In the second half of the 1990s, Mitsubishi was a brand on the rise. It used its long history of making highly capable four-wheel-drive off-roaders to produce the Lancer Evo, which claimed four straight World Rally Championship titles with Tommi Mäkinen at the wheel and, in road car form, a legion of fans.
But even then, the brand presented a conundrum. The Japanese firm has always been engineering led, capable of innovation and greatness: remember the Lancer Evo, the ultratough Mitsubishi Shogun, the venerable Mitsubishi L200 pick-up and, recently, the Outlander PHEV plug-in hybrid? But when it strays from its engineering expertise, the results are far less inspiring.
It was hard to square the unforgettable Evo with the largely forgettable standard Lancer, or draw a link between the go-anywhere Shogun and underwhelming city cars such as the late-era Colt. As a result, the key models perhaps became more notable than the brand, so when the Lancer Evos went out of production, in the UK Mitsubishi reverted to being a relatively niche firm largely selling highly capable off-roaders in rural areas – until the arrival of the game-changing Outlander PHEV.

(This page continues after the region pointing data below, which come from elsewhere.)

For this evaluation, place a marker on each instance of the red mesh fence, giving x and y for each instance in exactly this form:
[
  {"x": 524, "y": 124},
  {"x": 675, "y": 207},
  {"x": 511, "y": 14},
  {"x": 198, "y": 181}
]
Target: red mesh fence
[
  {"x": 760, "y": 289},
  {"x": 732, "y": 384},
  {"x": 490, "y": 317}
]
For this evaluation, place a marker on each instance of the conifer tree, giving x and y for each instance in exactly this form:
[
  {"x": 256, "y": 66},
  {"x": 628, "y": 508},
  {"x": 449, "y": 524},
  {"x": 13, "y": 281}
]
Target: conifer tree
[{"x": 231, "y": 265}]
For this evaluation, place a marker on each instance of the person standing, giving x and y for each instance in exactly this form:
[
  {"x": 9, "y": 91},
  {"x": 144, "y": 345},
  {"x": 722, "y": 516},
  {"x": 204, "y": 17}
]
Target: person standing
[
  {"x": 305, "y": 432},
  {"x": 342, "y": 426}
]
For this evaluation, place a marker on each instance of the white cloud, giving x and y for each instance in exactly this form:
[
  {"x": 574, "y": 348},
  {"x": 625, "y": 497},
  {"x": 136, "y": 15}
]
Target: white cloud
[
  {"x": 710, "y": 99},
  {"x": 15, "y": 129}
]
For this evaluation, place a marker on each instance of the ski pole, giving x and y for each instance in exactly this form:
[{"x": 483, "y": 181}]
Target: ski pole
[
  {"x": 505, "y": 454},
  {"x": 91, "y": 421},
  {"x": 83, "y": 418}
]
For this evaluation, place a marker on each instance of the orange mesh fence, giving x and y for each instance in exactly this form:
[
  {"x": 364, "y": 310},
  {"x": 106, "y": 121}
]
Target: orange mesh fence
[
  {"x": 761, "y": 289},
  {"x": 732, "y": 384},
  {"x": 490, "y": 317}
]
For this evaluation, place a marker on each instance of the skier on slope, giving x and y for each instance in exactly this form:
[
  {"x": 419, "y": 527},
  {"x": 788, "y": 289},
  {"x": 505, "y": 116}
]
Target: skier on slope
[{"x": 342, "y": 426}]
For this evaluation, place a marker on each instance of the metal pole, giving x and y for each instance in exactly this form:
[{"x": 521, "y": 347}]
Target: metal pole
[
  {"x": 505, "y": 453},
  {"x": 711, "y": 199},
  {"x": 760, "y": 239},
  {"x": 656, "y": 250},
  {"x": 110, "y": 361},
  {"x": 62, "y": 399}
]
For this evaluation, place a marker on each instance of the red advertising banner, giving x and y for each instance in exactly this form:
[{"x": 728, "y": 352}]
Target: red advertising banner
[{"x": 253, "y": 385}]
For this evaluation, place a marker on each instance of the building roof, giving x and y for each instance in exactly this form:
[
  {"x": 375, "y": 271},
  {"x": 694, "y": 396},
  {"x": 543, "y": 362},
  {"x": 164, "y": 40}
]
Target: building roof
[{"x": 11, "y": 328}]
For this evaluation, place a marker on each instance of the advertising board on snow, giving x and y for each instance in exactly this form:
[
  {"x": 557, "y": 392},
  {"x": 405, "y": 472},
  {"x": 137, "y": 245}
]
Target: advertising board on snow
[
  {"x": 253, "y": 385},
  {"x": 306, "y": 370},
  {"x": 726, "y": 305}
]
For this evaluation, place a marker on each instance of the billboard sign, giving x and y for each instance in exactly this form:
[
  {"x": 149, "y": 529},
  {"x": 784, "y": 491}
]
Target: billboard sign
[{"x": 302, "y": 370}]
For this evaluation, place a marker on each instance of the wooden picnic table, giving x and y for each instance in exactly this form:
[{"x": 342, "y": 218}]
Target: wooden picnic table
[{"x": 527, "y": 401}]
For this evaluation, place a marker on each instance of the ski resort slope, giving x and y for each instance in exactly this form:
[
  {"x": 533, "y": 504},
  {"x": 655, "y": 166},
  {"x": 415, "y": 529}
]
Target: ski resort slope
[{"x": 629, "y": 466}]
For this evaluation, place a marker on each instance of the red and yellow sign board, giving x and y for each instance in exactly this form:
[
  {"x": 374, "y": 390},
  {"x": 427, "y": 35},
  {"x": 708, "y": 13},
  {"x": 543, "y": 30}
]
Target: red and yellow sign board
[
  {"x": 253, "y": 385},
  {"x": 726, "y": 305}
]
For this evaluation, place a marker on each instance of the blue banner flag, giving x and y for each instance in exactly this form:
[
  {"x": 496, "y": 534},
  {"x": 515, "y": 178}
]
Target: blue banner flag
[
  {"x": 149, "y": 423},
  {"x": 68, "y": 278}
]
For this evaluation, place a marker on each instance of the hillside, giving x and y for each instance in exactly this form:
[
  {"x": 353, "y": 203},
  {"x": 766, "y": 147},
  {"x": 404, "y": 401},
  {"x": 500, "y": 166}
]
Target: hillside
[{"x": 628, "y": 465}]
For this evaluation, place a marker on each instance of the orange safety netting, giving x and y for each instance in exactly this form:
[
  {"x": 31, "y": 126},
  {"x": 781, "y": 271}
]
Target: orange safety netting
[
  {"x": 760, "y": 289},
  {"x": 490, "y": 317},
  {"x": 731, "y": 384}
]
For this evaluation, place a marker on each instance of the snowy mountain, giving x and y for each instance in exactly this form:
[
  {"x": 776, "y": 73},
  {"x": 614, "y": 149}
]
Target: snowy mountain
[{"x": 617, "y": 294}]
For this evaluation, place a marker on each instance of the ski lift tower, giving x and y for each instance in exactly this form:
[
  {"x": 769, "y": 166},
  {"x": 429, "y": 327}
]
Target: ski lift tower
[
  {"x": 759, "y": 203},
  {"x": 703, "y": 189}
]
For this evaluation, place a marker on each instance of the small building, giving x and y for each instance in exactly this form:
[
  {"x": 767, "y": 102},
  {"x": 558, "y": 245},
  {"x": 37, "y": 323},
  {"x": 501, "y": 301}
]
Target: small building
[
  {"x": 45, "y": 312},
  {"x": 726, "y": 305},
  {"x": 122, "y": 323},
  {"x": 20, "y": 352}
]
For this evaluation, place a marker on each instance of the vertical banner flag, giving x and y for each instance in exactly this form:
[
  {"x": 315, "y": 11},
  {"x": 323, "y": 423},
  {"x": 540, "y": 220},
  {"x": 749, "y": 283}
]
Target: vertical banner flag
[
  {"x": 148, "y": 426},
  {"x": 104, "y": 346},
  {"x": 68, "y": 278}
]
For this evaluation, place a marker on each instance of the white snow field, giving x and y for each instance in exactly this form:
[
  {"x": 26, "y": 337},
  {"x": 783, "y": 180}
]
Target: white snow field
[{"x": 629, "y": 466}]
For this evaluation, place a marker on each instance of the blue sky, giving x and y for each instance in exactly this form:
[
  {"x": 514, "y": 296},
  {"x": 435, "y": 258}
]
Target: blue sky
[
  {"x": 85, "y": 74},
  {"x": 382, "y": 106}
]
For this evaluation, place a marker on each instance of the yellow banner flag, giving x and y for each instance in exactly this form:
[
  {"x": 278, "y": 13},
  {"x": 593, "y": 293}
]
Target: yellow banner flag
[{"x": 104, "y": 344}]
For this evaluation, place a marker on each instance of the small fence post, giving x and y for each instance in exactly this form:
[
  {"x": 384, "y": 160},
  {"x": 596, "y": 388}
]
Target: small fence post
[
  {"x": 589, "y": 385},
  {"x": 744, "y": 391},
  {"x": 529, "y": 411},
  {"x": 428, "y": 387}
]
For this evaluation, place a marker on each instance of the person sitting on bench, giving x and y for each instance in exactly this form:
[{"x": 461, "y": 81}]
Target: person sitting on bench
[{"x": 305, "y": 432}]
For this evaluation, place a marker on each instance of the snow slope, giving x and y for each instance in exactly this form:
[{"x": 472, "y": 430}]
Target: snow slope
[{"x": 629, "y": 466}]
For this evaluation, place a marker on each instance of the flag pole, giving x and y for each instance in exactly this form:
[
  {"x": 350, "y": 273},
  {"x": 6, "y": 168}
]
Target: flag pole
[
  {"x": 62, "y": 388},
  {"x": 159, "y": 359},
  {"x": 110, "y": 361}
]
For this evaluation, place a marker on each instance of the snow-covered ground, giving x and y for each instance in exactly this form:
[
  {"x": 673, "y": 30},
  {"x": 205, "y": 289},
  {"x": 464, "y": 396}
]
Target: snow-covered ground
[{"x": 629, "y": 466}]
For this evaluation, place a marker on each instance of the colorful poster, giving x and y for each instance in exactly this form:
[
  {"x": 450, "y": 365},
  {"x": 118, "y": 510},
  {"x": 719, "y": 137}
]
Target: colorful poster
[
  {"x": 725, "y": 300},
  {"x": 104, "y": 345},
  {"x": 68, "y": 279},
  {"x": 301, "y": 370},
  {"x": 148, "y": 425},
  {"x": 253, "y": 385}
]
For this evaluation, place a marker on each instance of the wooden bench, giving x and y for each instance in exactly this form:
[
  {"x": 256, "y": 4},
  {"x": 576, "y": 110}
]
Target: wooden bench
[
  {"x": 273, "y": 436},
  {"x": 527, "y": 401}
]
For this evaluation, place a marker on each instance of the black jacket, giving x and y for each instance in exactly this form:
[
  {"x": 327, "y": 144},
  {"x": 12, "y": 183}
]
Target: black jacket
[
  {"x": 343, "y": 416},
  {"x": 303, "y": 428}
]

The firm has long had other challenges. Its disparate line-up is a legacy of an uneven global growth pattern that led to different markets focusing on different products with differing successes. In Germany, for example, around half the firm’s sales are of the Spacestar – née Mirage – city car. That piecemeal approach, fuelled by a series of tieups and partnerships with other car firms, helped Mitsubishi to grow, but it wasn’t a recipe for long-term sustained success. And it showed. When the Asian economy faltered in the late 1990s, Mitsubishi faltered. It suffered again in the 2008 global financial crisis, shut down its Ralliart division in 2010 and sold off its only European production plant in 2012.